I think it’s safe to say that the quest for the perfect Smithwick’s is in its infancy. We’ll likely see it grow the way we did with Guinness after @ShitLondonGuinness, @TheProperPints, and The Guinness Advisor cropped up.

In my quest to really identify the quintessentially perfect Smithy, I turned to the first of that ilk; @SmithwicksAdvisor on Instagram. Like the @GuinnessGuru before them, they traipse from bar to par rating pints for all the world to see. Most surprisingly every single one seems to rank around a 7. I reached out to the account for the set of criteria they use to independently grade the Smithwick’s of our fair city, but alas, at the time of writing, I had yet to receive a reply.

With all professional avenues turning up nada I went direct to consumer on this one. The biggest Smithwick’s Supremicist I know is Adrian Errity. A proud Dublin 8 man he is a Smithwick’s evangelical who genuinely believes we have all been gaslit into thinking Guinness is good.

When asked, he declared swiftly and without hesitation that, “A perfect Smithwick’s is one that keeps its head all the way to the bottom”.  A clean and simple metric. He added that in most Dublin pubs, it’s ‘too fizzy’, with an air of authority reserved exclusively for people who have never worked in the bar industry.

Apparently, only the bartenders of The Lord Edward can tell you how to balance the gas correctly to get a good head on a Smithwick’s that lasts to the bottom of the glass. That is Adrian’s tipety-top Smithwick’s in Dublin. “Pure pint perfection,” he said.
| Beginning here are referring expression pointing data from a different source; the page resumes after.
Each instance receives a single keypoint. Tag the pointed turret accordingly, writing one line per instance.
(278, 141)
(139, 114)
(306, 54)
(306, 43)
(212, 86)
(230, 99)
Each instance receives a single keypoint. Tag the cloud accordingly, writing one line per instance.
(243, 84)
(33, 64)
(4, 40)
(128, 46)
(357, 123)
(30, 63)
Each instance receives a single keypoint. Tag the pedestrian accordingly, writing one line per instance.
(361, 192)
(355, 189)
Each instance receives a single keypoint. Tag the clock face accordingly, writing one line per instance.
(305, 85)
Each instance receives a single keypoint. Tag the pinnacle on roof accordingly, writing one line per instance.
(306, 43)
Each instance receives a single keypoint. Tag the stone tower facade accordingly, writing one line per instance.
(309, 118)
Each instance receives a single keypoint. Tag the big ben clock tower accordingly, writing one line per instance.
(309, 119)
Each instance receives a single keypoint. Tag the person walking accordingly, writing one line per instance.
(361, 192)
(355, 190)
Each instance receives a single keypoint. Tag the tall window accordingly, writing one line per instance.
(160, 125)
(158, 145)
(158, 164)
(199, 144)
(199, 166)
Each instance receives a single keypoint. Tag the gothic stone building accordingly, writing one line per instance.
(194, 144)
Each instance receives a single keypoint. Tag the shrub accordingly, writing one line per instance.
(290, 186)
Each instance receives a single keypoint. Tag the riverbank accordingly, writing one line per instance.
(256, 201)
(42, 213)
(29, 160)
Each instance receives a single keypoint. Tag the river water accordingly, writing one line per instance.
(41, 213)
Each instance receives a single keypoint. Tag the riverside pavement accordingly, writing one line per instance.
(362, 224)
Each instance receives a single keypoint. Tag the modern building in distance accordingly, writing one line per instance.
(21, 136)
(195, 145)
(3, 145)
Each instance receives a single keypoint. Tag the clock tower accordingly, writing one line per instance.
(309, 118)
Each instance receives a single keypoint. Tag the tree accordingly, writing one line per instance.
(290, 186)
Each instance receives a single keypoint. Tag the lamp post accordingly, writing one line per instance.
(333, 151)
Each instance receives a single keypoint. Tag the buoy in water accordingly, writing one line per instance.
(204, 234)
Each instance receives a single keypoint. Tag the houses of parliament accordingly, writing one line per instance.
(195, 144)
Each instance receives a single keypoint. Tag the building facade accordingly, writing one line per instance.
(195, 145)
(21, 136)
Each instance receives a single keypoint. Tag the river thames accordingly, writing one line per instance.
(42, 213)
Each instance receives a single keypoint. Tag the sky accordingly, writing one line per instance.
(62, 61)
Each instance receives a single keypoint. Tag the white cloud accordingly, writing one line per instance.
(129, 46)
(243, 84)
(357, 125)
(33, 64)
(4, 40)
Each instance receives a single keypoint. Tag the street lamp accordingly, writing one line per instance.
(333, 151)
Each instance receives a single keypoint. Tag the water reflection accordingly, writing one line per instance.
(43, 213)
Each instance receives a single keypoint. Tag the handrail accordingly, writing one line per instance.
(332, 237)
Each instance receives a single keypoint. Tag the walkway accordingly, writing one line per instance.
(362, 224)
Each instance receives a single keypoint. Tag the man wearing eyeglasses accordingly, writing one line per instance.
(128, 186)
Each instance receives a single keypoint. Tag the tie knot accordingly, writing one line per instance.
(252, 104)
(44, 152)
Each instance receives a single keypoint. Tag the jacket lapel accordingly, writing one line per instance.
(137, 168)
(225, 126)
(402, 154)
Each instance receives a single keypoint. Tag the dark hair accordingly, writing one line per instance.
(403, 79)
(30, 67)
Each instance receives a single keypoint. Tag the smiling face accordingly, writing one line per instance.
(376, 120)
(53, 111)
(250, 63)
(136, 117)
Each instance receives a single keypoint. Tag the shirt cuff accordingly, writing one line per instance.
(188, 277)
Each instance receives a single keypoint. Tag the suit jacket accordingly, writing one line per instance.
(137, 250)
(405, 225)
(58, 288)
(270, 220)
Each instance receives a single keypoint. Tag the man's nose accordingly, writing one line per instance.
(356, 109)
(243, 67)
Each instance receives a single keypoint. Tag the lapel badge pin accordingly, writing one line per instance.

The Smithwick’s at The Lord Edward maintains timeless appeal with a classic pour that highlights the flavour profile of caramel, biscuit, and subtle hops—a recipe for satisfaction that has endured the test of time and the penal laws.

Can anyone match The Lord Edward’s top-notch Smithwick’s? Will it become the a go-to pint for the youth reared on Guinness gaslighting? Will we start to see the Irish in London mocking pints of Smithwick’s across the Irish Sea? Only time will tell, but in the words of Dublin by Pub himself, “What a time to be alive.”